Tuesday, January 03, 2006

The Sailor & The Nun


In stanza 16, “One stirred”, a brave, generous-hearted sailor tries to save the women, is blown and thrown off the ship, and is swung by a rope in the storm. The horror of the remaining passengers “could tell him for hours, dandled the to and fro.” Perhaps a type of Christ, not that he saved them (because he didn’t) but that he sacrifices himself trying to.

The rhetoric of stanza 17 reminds me of “A voice cries out in Rama—Rachel weeping for her children—and she could not be consoled—because they were not.” That’s the effect, in sound and meaning, of fighting with God’s cold, “and they could not and fell to the deck”, and “crushed them” and “drowned them” and “the crying of child without check”.

All this till a brave Tall Nun, a Franciscan, daughter of St Clare, rises up in the darkness of the night, out of this cinematic storm!

“Till a lioness arose breasting the babble/A prophetess towered in the tumult, a virginal tongue told.”

One can almost hear music at this moment: we are not at first aware that the heroine now is the Nun. I suppose we are presumed to know the story already: but nowadays no one does except readers of Hopkins’ poem. It’s like those moments in Titanic when well-known incidents are suggested (the husband & wife drowning, willingly, in bed together, for example). But either way, we’ll know she’s a Nun soon enough. More than enough for now, we see “a lioness” . . .”a prophetess” . . .a tower . . .and “a virginal tongue told”.

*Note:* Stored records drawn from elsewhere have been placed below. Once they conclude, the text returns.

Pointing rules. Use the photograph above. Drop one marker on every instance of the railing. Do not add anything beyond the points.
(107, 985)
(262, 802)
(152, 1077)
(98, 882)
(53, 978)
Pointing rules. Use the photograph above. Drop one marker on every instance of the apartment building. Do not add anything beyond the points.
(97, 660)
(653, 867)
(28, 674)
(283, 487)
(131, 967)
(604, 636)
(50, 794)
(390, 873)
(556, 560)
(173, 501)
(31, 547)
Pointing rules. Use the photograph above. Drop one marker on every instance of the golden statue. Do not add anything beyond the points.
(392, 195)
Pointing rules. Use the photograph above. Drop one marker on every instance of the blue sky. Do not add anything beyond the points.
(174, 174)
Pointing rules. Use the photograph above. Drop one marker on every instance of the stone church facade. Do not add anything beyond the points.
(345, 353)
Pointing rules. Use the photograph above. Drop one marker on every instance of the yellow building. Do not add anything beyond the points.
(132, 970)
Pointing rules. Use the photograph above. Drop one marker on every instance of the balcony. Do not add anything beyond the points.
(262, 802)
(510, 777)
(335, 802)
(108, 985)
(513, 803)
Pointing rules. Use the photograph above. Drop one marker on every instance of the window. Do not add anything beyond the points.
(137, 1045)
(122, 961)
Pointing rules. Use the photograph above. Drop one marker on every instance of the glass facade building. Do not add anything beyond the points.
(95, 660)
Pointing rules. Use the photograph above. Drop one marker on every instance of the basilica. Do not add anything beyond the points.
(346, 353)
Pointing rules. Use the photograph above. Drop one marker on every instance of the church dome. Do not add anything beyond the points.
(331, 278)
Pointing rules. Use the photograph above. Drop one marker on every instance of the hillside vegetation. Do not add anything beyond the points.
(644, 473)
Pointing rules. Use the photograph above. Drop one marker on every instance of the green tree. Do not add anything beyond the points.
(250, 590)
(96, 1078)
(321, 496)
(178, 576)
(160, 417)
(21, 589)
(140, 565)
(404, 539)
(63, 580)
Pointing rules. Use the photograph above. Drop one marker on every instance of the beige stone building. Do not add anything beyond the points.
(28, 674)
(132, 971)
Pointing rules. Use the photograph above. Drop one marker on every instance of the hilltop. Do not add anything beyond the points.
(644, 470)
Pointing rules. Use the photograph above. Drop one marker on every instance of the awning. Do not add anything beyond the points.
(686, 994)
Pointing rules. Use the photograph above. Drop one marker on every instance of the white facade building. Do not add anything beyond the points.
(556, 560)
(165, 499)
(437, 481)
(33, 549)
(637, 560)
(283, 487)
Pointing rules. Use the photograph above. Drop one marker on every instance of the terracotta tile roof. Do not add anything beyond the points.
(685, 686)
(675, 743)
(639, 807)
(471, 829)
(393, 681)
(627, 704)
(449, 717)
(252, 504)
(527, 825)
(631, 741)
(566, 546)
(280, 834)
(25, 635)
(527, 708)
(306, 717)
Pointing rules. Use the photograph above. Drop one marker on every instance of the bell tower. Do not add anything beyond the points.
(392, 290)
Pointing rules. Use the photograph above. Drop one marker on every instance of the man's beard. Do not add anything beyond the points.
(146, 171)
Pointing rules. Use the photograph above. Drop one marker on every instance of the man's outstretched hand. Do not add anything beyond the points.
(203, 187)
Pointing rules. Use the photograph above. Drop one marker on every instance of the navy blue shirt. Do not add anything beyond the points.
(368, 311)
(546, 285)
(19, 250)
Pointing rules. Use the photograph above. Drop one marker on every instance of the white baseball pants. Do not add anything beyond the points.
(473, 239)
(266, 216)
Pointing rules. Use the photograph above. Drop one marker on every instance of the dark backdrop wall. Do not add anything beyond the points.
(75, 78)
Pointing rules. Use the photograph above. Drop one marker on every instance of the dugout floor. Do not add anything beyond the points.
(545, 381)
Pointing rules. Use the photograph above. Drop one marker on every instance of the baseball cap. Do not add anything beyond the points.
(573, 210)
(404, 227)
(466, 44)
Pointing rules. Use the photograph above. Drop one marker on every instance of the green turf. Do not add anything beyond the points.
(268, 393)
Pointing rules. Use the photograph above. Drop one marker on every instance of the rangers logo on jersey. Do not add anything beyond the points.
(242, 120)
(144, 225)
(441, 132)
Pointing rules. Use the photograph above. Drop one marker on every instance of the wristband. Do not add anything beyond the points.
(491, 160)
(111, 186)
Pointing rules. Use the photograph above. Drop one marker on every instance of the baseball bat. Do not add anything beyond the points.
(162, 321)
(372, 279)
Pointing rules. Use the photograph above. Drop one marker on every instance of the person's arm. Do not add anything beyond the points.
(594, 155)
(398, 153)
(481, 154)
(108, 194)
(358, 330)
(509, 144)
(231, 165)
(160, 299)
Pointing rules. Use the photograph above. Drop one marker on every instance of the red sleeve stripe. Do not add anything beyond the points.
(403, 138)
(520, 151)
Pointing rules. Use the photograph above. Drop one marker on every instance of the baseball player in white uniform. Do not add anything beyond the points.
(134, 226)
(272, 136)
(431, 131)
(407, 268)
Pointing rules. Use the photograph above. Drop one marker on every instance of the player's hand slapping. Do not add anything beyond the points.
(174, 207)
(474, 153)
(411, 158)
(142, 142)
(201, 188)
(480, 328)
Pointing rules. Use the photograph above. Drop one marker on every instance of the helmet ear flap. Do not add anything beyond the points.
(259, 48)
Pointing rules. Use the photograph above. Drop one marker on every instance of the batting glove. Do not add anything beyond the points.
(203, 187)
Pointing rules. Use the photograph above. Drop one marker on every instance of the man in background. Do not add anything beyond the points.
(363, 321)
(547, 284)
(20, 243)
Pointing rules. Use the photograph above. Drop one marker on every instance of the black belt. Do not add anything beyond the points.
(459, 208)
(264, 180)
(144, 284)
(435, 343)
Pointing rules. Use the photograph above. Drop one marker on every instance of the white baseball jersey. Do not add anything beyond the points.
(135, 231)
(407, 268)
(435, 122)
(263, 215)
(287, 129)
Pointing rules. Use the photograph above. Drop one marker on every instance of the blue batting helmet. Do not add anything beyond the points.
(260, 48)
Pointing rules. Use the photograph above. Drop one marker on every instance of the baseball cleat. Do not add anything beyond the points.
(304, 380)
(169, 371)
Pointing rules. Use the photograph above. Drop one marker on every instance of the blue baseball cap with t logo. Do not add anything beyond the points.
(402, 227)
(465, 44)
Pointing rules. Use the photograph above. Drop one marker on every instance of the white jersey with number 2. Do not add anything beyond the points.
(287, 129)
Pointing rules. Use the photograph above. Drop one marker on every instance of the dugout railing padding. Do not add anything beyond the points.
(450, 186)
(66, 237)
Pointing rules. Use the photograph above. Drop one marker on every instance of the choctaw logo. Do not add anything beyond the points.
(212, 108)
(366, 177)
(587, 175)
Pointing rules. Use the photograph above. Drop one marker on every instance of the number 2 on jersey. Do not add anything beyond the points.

Thus suggested too are the Virgin Mary, Judith, Esther, Deborah. In fact, is it not amazing that the figure of Woman in the biblical tradition is not ever a priestess but rather a Judge, a Warrior, a Prophetess, as a figure of the People of Israel?!? In fact, the whole Litany of the Virgin Mary, with its Tower and City and Queen, is in praise of this heroic Woman.

And up she rises, this Tall Nun, this Tower, this Lioness . . .and now, time will stop for several stanzas as we meditate on this Woman.

One stirred from the rigging to save
The wild woman-kind below,
With a rope’s end round the man, handy and brave—
He was pitched to his death at a blow,
For all his dreadnought breast and braids of thew:
They could tell him for hours, dandled the to and fro
Through the cobbled foam-fleece, what could he do
With the burl of the fountains of air, buck and the flood of the wave?

They fought with God’s cold—
And they could not and fell to the deck
(Crushed them) or water (and drowned them) or rolled
With the sea-romp over the wreck.
Night roared, with the heart-break hearing a heart-broke rabble,
The woman’s wailing, the crying of child without check—
Till a lioness arose breasting the babble,
A prophetess towered in the tumult, a virginal tongue told.